Saluto di fine mandato di Severino Zanin

Nel direttivo del 9 Settembre, dopo l’assemblea annuale che aveva riconfermato il direttivo in carica, c’è stato il passaggio di Presidenza, da me a Beatrice.

Dopo sei anni è giusto che si cambi. In questi anni molto è cambiato, siamo diventati ONLUS, ora ODV, siamo cresciuti in iscritti e bilanci. Ora possiamo avere anche il famoso 5×1000 riservato alle onlus. Siamo, dopo la chiusura della NIDA in Piemonte, l’associazione di riferimento per tutta Italia del Centro Yanapanakusun a cui facciamo riferimento.

l nostro è un direttivo molto affiatato, una piena fiducia tra i componenti, ognuno si applica nei compiti a cui è più portato. Anche in questa ottica è stata scelta come presidente Beatrice che è più brava a seguire le varie burocrazie che avanzano anche nel mondo del volontariato, parla abbastanza bene lo spagnolo, per cui ha più facilità a comunicare con il Centro in Perù. Ha meno difficoltà a leggere e tradurre ciò che periodicamente ci viene mandato da là. Inoltre è entusiasta di questo suo impegno.
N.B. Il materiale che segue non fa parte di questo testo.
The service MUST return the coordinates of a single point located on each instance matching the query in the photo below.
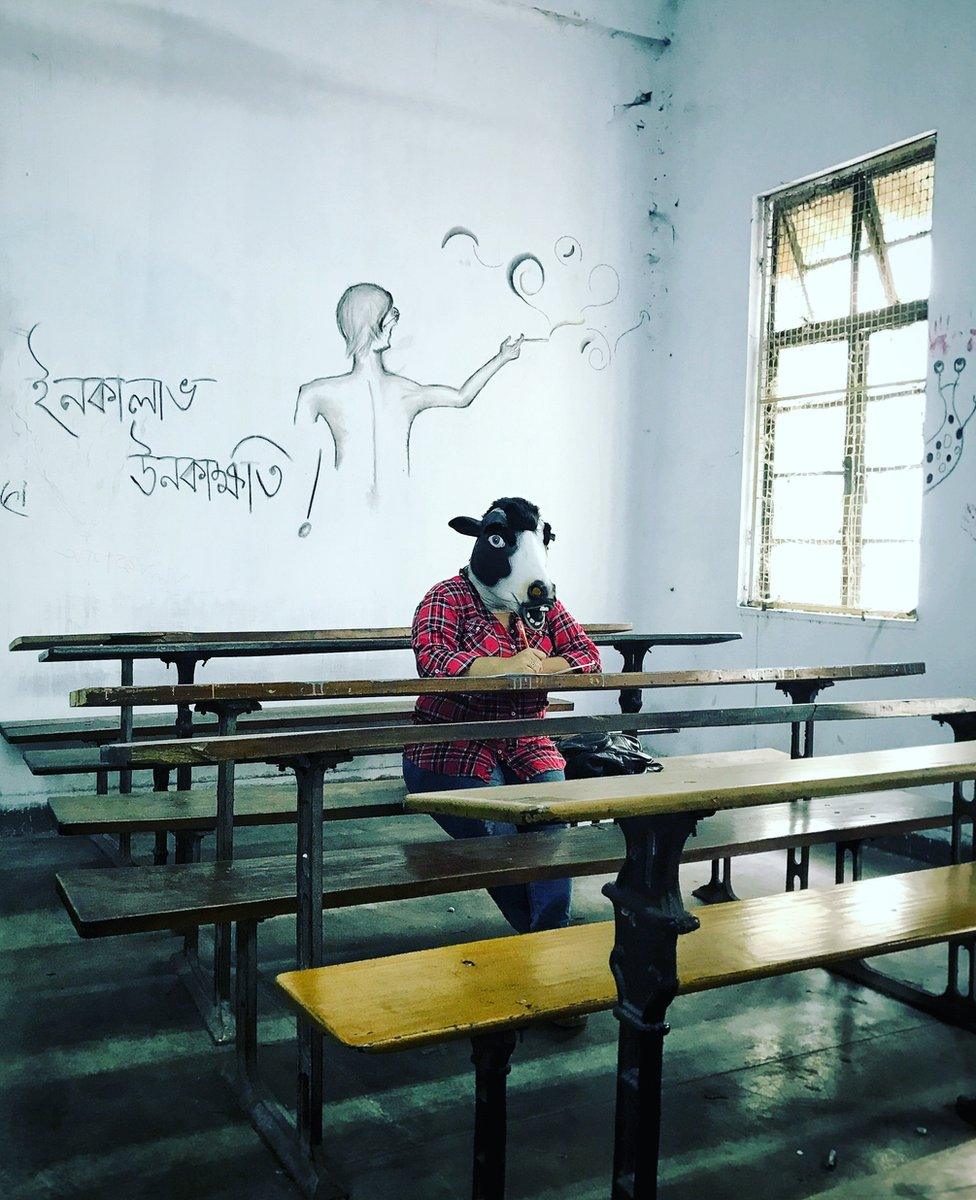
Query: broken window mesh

Non so, sono sei anni volati: incontri, iniziative, sempre in buona armonia. Soprattutto i viaggi, a vedere come andava e va il centro in Perù, a vedere il frutto del nostro impegno, a sentirsi nel nostro piccolo, utili a qualcuno che nel mondo sta peggio.
Nell’ultimo viaggio abbiamo potuto constatare di persona che nonostante Vittoria non sia più laggiù a dirigere il Centro, tutto funziona bene, gestito essenzialmente da Peruviani e questo non sempre è scontato, anzi.

Grazie Albarosa, Alvino, Beatrice, Giovanni, Ivo, Silvia, per la collaborazione di questi anni. Spero di poter continuare assieme a sentirci utili nell’aiuto ai più deboli, a sentirci appagati dal sorriso di un bimbo, dalla felicità di aver fatto un certo lavoro per i più deboli. Spero anche di poter trasmettere a qualche giovane la bellezza dell’impegno nel volontariato. Continuiamo ad “ascoltare le voci che chiamano”.
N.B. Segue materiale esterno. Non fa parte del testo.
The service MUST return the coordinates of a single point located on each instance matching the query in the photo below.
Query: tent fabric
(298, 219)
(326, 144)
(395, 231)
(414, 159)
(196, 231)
Sono passati dieci anni dalla costruzione dell’asilo a Perccaccata

Lassù in cima a quelle sperdute Ande Peruviane….

In dieci anni è cambiato tanto, a quei tempi non c’era la luce elettrica, ora quasi ogni casa ce l’ha. Tutti i tetti delle povere case erano in paglia e quando accendevano il fuoco dentro sembrava fumasse tutta la casa. Ora i tetti sono in lamiera, ma rimane il problema dei fumi. Tubi per il camino come intendiamo noi non si trovano facilmente.

Ci hanno accolti con amore come sempre hanno danzato per noi e noi gli abbiamo (come sempre) portato un sacco di giochi, dei dolci ed un paio di crostate con sopra scritto 2009 – 2019. non tutti hanno ancora le scarpe. Un misto di emozioni forti, ricordi dolorosi e momenti di felicità assieme.

Probabilmente sarà l’ultima volta che riesco a salire fin quassù, un viaggio tremendo, sette ore di fuori strada ad andare e sette a tornare, ma meritava, per un ultimo saluto.